Trata-se também de um trabalho voluntário em
hospitais, asilos, e casas de recuperação. Estende-se a uma pastoral que visite
e acompanhe aqueles que, vivem a dor de sua enfermidade na solidão, e no
esquecimento. Não deixe de visitar, de assistir alguém doente. Não deixe de
visitar e de se reconciliar, seja um familiar, um amigo... Faz bem pra ele e
faz bem pra gente também.
6ª obra
de misericórdia corporal
“Visitar os presos – os encarcerados”
Ficará à direita de Deus, no grupo dos
bem-aventurados, aquele que visitou os que estavam na
prisão (Mt 25, 36). Hoje
o acesso nos presídios não é livre, há um certo rigor e triagem para visitas presidiários.
Porém, nossas dioceses ainda são deficientes em se tratando de uma pastoral
carcerária efetiva, e dinâmica. É claro que nem todo mundo tem jeito para estar
num ambiente deste. Deus entende. Mais também, tem muitas outras ações que a
comunidade pode realizar para ajudar os que estão presos. Por piores que tenham
sido os crimes praticados, é nosso dever cuidar dos presos. As visitas
normalmente são realizadas pela pastoral carcerária. Mais também, podem
acompanhar a família. Assistindo em suas necessidades, combatendo o preconceito
que essas famílias são submetidas...
7ª obra
de misericórdia corporal
“Enterrar os mortos”
Crer na ressurreição da carne, na vida eterna, faz
parte da oração pela qual professamos nossa fé. No Livro de Tobias encontramos
o seguinte: Tobias com uma solicitude
toda particular, sepultava os defuntos e os que tinham sido mortos (Tb 1, 17ss).

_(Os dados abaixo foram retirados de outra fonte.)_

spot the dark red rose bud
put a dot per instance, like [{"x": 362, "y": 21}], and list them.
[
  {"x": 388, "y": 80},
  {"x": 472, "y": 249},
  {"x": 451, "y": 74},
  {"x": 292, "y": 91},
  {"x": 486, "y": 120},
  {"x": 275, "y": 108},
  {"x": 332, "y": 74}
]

O Novo Catecismo da Igreja Católica, assim diz: “Os corpos dos defuntos devem ser tratados com respeito e caridade, na
fé e na esperança da ressurreição. O enterro dos mortos é uma obra de
misericórdia corporal que honra os filhos de Deus, templos do Espírito Santo”
(CIC n. 2300). Cada pessoa é templo do Espírito Santo e mesmo depois de morta,
seu corpo merece respeito. A Igreja permite a cremação do corpo, desde que não
seja um ato que se faça numa manifestação de contrariedade à fé na ressurreição
dos mortos (CIC n. 2301). A doação gratuita de órgãos não é um desrespeito ao
corpo quando desejada pela própria pessoa, é uma pratica legitima, incentivada
pela Igreja. É importante recuperarmos o respeito pelos mortos. Enterrá-los com
dignidade e respeito.
Por fim, coloquemos em práticas as obras de
misericórdia, pois, essa é a vontade de Deus.